Chyba ja na to cierpię. Zdarza mi się często pracować od rana do wieczora, a także w niektóre weekendy. Skupiając się na pracy zapominam o swoich wszystkich problemach w kontaktach z ludźmi. Czuję się dzięki temu kimś ważnym i wartościowym. Niestety od pewnego czasu zauważyłem, że praca coraz mniej mnie satysfakcjonuje. Mimo, że osiągam jakieś tam zawodowe sukcesy, jestem blisko podpisania kontraktu-marzenie, to jakoś wcale mnie to już nie cieszy. Zaczynam odczuwać, że czegoś mi w życiu brakuje. To, że za dużo pracuje rzutuje na moje obowiązki domowe, które zdarza mi się zaniedbywać. Często jak ktoś w domu chce ze mną porozmawiać to spławiam go tekstem w stylu: "nie mam czasu". Od niedawna próbuję ograniczyć liczbę godzin spędzonych na pracy, co powoduje u mnie ogólne rozdrażnienie, wahania nastrojów, powrót natłoku myśli o mojej marnej egzystencji.
Chyba coraz bardziej ku temu zmierzam. Wprawdzie w pracy spędzam standardowo 8 godzin dziennie przez 5 dni, jednak poza tym mam też studia, hobbystyczne tłumaczenie tekstów dla jednej ze stron internetowych, niedługo zamierzam też pójść na kurs języka. Masa obowiązków doprowadziła do tego, że praktycznie nie robię już rzeczy, które kiedyś sprawiały mi przyjemność, ale były z reguły bezużyteczne jak granie w gry czy oglądanie całych sezonów filmów czy seriali. Dowaliłem sobie tyle rzeczy na głowę, że ciężko mi to wszystko razem pogodzić, ale mam nadzieję, że kiedyś to jeszcze zaprocentuje. W pracy mówiłem nawet, że mogę czasem przychodzić w sobotę, żeby sobie dorobić (chyba jako jedyna osoba), ale firma nie chce sie na to zgodzić. W międzyczasie szukam jakiegoś dorywczego zajęcia na weekendy, ale jak na razie nic nie udało mi się znaleźć. Może jeszcze coś się trafi.


Na temat pracoholizmu może się tutaj wypowiedzieć parę osób.

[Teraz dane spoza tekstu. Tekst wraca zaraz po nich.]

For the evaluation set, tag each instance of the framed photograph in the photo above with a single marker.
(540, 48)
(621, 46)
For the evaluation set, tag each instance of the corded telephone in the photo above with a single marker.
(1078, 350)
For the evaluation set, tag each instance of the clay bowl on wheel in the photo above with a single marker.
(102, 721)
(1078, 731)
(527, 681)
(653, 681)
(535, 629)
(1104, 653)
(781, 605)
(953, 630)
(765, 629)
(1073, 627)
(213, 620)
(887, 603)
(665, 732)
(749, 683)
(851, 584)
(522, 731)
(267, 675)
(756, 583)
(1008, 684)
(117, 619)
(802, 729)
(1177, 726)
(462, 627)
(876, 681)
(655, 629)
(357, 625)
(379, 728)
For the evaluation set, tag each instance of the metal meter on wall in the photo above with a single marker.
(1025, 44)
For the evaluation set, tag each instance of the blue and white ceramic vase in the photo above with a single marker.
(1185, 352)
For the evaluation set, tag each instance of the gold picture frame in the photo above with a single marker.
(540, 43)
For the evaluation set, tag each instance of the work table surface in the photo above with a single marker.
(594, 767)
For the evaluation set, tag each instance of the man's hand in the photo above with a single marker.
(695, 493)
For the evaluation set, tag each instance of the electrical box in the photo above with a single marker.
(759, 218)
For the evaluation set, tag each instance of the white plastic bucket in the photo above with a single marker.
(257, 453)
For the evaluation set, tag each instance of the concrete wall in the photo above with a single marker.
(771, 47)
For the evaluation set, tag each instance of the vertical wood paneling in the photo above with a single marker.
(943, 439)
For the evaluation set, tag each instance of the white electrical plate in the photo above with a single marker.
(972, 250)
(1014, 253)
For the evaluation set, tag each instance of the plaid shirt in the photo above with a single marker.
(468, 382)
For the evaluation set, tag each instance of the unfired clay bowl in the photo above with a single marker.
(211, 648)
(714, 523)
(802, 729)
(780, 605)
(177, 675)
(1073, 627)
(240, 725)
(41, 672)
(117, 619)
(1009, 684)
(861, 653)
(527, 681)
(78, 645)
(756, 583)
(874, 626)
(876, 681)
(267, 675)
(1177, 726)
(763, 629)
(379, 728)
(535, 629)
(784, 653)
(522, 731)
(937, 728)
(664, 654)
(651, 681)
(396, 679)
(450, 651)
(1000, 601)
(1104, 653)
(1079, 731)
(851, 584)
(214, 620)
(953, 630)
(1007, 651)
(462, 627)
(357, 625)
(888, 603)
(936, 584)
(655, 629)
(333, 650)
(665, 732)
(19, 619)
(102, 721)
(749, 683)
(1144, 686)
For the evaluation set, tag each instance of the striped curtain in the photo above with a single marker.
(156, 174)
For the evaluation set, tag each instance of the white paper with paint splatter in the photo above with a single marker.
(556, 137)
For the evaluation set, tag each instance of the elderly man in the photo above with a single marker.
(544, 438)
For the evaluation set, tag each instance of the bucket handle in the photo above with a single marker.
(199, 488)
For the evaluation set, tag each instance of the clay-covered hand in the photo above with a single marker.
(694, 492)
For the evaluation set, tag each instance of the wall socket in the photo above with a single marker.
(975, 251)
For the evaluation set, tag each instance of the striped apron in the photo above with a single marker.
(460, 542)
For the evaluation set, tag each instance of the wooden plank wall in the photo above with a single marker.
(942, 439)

Pod tym względem zdecydowanie podziwiam USiebie :Stan - Uśmiecha się - Szeroko:
Jej, kto by pomyślał, że dorobię się tu własnego psychofana.

A ja bym chciał czuć jakiś przymus robienia czegoś, dla odmiany, zamiast awersji, powaga. :Stan - Niezadowolony - Smuci się:
Aina, jak to mówią "Arbeit macht Frei". Chyba wielu fobików tutaj chciałoby być pracoholikami, zamiast nieroboholikami.
Mój tata na to choruje, to niebezpieczne uzależnienie a chorujący ludzie powinni trafiać do psychologa i na psychoterapię uzależnień, dziwne, że zwykle uzależnieni nie trafiają do psychologa.
rozumiem, że alkohol, zakupy, seks.. ale praca?!
najgorsze, że chociaż taki pracoholik ma zwykle sukcesy zawodowe i kasę, o których marzę, to niewiele z tego wynika... :Stan - Niezadowolony - Smuci się:
Dłubanie w nosie nie jest jeszcze choroba. Chyba.